Para aqueles que haviam desistido da luta, que davam as mais variadas
desculpas para se eximir do trabalho de formiguinha (seja pela
“cooptação dos movimentos”, as “direções traidoras”, uma “conjuntura
terrível” ou qualquer coisa desse tipo...), não existem mais tantas
razões para não reiniciar a organização do combate de classes. Claro,
estamos mais fracos do que gostaríamos, mas uma parte considerável vem
do cansaço de ficar tanto tempo fora da luta de classes
extra-parlamentar. Quer queira ou quer não, uma nova combinação da
esquerda – no governo, partidos, movimentos, sindicatos, igrejas etc. –
surgirá e deve ter no norte as ações extra-parlamentares de massa. Vamos
dar boas vindas à nova dinâmica da luta de classes no Brasil!
Em
meios a todas estas contradições, necessitamos de uma idéia positiva
para unir as explosões sociais de forma duradoura. Estamos em uma fase
de transição e incerteza, mas uma coisa é clara: existem rachaduras na
moldura da conciliação de classes no Brasil e as negociações nas quais o
Estado é o interlocutor entre a luta social e o capital se mostram
completamente insuficientes e limitadoras para o avanço das lutas.
Entretanto, ao que parece, somente quando as opções dadas pelo consenso
capital-parlamentarista se esgotarem é que podemos esperar por uma
virada para uma solução radicalmente diferente.
Talvez
demore algum bom tempo, mas é necessário estar preparado se preparando.
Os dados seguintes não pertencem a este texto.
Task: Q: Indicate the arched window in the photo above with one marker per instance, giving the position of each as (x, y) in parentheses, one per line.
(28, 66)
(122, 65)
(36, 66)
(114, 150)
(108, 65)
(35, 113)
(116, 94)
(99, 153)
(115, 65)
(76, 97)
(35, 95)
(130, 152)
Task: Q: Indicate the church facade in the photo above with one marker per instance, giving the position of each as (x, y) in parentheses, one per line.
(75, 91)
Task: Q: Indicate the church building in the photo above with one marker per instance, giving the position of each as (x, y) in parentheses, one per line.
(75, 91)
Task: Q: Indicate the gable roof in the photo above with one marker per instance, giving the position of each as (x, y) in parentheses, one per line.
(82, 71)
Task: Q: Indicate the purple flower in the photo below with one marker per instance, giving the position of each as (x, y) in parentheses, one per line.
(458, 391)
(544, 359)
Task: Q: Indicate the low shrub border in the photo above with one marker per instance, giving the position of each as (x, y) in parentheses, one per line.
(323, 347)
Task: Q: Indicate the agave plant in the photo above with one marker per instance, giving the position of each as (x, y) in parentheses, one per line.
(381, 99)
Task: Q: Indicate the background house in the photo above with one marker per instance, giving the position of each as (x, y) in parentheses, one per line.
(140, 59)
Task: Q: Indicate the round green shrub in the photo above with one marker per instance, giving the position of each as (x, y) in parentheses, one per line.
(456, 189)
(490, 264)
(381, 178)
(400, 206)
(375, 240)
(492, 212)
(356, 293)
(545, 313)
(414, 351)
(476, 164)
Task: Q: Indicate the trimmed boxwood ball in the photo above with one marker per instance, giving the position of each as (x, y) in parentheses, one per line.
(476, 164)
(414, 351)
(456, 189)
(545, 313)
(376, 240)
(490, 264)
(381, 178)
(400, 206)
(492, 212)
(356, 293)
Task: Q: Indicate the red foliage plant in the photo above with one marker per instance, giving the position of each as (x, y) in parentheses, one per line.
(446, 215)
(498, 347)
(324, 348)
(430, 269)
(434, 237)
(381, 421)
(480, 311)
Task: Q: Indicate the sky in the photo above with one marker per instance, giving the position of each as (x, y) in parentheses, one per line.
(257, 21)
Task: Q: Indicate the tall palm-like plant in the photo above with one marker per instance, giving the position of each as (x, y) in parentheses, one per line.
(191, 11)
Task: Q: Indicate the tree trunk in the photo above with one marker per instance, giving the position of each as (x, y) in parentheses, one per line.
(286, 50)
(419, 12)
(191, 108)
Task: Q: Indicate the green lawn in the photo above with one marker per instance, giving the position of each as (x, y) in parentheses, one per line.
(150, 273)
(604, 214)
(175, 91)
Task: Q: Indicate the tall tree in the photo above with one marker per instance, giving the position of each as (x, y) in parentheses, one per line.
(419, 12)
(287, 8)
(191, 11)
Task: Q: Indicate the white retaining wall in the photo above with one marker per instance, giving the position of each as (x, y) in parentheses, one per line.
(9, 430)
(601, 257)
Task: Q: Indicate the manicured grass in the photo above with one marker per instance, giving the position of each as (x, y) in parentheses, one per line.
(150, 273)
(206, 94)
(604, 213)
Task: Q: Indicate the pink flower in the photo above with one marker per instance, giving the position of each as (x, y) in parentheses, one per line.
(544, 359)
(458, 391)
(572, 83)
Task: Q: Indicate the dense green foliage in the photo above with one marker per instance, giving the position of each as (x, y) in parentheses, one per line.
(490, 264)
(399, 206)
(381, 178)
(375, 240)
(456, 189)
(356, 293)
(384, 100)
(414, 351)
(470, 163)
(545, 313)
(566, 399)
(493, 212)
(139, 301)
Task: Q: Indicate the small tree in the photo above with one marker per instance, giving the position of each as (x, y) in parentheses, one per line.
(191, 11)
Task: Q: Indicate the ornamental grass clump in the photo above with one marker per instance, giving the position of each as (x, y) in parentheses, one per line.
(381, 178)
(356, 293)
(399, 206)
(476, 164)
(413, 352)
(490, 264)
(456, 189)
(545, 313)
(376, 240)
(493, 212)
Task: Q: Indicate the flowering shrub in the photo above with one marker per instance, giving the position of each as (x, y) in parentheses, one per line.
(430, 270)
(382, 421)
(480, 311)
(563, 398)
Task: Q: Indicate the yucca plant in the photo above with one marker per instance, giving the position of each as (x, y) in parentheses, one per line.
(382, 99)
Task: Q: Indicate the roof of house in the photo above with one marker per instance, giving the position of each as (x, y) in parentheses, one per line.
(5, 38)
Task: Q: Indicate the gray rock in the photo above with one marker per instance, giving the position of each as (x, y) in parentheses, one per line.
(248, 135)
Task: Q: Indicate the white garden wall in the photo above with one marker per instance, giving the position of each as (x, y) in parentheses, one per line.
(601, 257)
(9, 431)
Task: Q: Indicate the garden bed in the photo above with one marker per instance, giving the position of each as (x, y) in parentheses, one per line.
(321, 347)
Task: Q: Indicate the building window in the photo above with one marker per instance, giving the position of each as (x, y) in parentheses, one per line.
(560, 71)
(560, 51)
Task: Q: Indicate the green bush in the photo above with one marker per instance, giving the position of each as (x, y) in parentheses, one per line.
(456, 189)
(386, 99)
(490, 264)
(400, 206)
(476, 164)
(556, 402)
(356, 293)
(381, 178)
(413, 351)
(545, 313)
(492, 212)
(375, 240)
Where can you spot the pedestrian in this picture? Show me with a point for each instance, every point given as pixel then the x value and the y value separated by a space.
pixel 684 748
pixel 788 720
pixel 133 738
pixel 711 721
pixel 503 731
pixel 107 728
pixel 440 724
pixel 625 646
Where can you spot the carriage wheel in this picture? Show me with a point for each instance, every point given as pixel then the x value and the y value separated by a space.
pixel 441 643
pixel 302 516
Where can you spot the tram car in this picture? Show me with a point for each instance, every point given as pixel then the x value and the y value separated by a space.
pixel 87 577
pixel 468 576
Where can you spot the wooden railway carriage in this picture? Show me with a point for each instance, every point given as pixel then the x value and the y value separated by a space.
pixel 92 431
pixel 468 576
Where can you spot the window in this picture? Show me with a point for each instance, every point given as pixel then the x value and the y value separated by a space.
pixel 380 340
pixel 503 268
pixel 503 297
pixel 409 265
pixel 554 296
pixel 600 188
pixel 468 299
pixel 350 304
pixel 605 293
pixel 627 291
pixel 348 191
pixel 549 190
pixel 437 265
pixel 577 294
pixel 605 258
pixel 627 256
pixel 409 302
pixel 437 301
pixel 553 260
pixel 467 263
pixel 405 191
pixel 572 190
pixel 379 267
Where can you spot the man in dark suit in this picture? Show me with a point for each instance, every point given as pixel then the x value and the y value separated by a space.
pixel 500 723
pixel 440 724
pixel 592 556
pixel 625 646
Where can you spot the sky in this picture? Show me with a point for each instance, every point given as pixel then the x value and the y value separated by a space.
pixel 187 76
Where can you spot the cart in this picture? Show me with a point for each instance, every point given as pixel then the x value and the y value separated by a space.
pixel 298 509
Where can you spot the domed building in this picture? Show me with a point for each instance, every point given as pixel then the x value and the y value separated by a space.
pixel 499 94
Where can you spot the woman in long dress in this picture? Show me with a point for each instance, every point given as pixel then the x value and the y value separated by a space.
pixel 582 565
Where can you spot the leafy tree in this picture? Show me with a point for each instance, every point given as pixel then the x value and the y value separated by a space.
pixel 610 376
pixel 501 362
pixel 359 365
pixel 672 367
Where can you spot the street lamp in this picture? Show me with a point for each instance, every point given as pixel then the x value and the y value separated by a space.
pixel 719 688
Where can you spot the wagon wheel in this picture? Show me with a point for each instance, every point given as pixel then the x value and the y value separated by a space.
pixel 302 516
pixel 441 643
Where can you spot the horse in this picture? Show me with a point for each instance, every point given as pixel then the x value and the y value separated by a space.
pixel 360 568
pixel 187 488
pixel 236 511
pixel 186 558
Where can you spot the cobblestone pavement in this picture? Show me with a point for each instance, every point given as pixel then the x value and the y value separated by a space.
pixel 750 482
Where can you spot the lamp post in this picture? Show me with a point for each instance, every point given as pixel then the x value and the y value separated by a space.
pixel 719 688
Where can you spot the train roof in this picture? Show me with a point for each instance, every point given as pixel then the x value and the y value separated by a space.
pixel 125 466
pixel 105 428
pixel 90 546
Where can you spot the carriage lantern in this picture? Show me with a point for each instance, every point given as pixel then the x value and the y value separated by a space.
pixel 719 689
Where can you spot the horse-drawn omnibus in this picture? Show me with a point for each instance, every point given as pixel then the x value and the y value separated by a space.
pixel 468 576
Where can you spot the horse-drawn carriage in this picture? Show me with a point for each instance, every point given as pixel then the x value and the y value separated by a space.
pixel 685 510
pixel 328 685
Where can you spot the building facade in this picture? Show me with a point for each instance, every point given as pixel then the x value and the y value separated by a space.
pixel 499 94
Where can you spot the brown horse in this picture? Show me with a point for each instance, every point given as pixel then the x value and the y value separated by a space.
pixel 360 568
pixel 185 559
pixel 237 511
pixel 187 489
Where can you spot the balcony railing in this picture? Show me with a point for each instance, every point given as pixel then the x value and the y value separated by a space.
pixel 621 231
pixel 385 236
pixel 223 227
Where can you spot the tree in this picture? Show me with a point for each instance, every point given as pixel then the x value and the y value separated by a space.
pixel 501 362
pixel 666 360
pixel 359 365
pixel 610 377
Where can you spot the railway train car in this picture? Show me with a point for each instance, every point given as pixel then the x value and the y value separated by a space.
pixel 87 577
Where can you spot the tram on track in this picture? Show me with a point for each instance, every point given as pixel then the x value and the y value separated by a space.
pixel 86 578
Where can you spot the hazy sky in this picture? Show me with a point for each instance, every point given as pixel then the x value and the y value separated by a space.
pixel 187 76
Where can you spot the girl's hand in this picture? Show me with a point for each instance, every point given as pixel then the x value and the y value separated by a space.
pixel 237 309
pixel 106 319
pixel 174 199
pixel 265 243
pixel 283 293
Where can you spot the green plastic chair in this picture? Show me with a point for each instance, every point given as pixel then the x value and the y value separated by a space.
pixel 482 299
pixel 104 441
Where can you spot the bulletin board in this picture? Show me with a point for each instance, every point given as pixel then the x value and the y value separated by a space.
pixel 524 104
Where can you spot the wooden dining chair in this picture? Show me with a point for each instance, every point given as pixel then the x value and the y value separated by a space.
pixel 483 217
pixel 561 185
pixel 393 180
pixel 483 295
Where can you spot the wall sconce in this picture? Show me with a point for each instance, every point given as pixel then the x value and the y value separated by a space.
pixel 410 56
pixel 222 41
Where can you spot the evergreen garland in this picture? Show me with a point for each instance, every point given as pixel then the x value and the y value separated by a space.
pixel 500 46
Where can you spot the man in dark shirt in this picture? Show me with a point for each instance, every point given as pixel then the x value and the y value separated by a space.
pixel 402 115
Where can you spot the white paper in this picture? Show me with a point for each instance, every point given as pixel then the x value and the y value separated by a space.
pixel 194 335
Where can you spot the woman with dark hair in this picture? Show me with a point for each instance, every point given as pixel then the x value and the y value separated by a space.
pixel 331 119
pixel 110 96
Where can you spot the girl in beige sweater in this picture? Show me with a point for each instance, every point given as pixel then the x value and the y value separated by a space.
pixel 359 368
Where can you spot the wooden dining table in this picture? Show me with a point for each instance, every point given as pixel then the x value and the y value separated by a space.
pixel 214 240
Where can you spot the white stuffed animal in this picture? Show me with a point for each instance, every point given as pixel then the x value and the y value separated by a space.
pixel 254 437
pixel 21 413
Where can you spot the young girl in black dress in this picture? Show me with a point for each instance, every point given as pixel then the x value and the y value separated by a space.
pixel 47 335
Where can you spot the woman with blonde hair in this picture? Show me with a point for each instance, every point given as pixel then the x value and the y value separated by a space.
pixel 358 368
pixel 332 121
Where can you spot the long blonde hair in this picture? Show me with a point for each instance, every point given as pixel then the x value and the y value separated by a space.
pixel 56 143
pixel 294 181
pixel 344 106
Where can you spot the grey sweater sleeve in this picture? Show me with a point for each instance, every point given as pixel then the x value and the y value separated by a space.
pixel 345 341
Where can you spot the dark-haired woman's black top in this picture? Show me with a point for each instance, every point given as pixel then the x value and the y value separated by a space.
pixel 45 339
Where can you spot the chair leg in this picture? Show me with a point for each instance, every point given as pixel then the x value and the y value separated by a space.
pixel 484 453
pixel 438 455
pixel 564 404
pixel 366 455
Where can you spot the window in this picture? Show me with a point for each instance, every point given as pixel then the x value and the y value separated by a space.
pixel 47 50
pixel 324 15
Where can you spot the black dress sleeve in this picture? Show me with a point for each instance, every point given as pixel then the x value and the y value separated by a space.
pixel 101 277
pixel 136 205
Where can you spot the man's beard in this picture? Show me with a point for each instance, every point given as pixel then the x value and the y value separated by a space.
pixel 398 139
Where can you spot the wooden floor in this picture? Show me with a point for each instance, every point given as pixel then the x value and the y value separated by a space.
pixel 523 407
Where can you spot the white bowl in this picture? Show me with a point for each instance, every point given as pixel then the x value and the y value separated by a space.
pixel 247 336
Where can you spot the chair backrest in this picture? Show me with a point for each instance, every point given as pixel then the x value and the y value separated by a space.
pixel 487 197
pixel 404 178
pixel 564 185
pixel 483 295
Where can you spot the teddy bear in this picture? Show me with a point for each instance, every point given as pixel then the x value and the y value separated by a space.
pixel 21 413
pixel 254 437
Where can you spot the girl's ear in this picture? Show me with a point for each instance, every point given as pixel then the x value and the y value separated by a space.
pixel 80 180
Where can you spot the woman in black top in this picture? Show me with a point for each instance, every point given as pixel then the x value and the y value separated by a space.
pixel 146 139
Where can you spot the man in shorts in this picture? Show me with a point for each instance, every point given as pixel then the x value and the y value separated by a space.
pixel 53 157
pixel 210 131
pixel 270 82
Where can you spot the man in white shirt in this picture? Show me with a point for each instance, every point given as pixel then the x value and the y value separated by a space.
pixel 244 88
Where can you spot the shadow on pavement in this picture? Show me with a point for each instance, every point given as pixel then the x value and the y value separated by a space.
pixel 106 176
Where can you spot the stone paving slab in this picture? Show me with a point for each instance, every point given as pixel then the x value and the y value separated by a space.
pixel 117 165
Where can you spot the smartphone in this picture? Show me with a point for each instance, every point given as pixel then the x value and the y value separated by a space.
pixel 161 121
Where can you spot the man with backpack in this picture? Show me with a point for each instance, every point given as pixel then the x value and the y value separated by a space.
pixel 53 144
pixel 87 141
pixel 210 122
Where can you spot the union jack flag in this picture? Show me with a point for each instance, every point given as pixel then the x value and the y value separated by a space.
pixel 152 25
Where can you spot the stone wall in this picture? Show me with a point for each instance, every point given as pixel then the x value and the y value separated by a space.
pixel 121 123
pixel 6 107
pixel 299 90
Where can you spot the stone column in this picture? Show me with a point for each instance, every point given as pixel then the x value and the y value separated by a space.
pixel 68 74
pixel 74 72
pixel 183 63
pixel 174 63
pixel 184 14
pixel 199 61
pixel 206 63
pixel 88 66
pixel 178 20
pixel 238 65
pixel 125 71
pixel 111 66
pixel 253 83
Quando bater o teto do programa “neodesenvolvimentista” sob a estrutura
do “presidencialismo de coalizão” de inserção a-social via mercado da
classe C, a ofensiva socialista deve estar organizada. A nova classe
proletária brasileira - produto da expansão capitalista recente e
impulsionada pelas obras de infra-estrutura, Copa e Olimpíadas -, junto
com segmentos do subproletariado sem voz política, infoproletariado,
mobilizações camponesas, de bombeiros e militares, servidores públicos,
movimentos populares urbanos na periferia, igrejas de base, povos
indígenas, desempregados e um novo movimento estudantil progressista,
deverá renovar e formular sua estratégia, suas organizações, métodos de
luta comum e programa político.
A
combinação explosiva desses sujeitos históricos tem seu próprio ritmo e
mobilização. Seu dever é saber transformar suas reivindicações em ações
massivas, independentes do governo e seus correligionários. Isso só
surgirá, entretanto, se retomarmos a velha lição de organização junto à
base popular, em seu dia a dia, em lutas diárias e miúdas. Somente as
grandes mobilizações, o estímulo a todas as formas de luta de massa por
necessidades imediatas e o trabalho de base podem alterar nossa situação
diante da nova dinâmica da luta de classes.
Esse
processo também depende da capacidade de renovação e atualização da
agenda do projeto socialista. Novas demandas, urgências e necessidades
foram geradas no último período e se elas não forem encaradas
adequadamente, com políticas concretas, o socialismo ficará despojado de
todo conteúdo prático, sendo apenas um ideal abstrato típico do
“revolucionarismo retórico e comportamental”.
Será
necessário elaborar vagarosamente aquilo que seria um projeto
socialista, considerando que não existem modelos ideais para imitar. Na
elaboração desse projeto, a esquerda deve demonstrar sua capacidade de
sintetizar a enorme diversidade de reivindicações – econômicas, sociais,
culturais e identitárias – da heterogênea classe trabalhadora, em uma
fórmula integral que leve em consideração a pluralidade de situações que
caracterizam as distintas classes e formações sociais subalternas.
A
partir daí temos que lidar com algumas perguntas realmente difíceis:
como se daria a conjugação de agentes parlamentares e
extra-parlamentares? Como integrar uma verdadeira perspectiva
latino-americana neste processo? Como neutralizar as forças
contra-revolucionárias, as empresas de segurança privada e o crime
organizado? Como construir novos órgãos legislativos? Quem são os
aliados, os inimigos e os falsos amigos? Qual seria o papel das
organizações socialistas? Que tipo de trabalho de base é necessário
consolidar para cumprir esse papel adequadamente? Que nova explosiva
combinação de agentes (movimentos sociais e populares, coletivos
políticos, partidos de esquerda, sindicatos, igrejas etc.) colocará a
revolução social na ordem do dia no Brasil?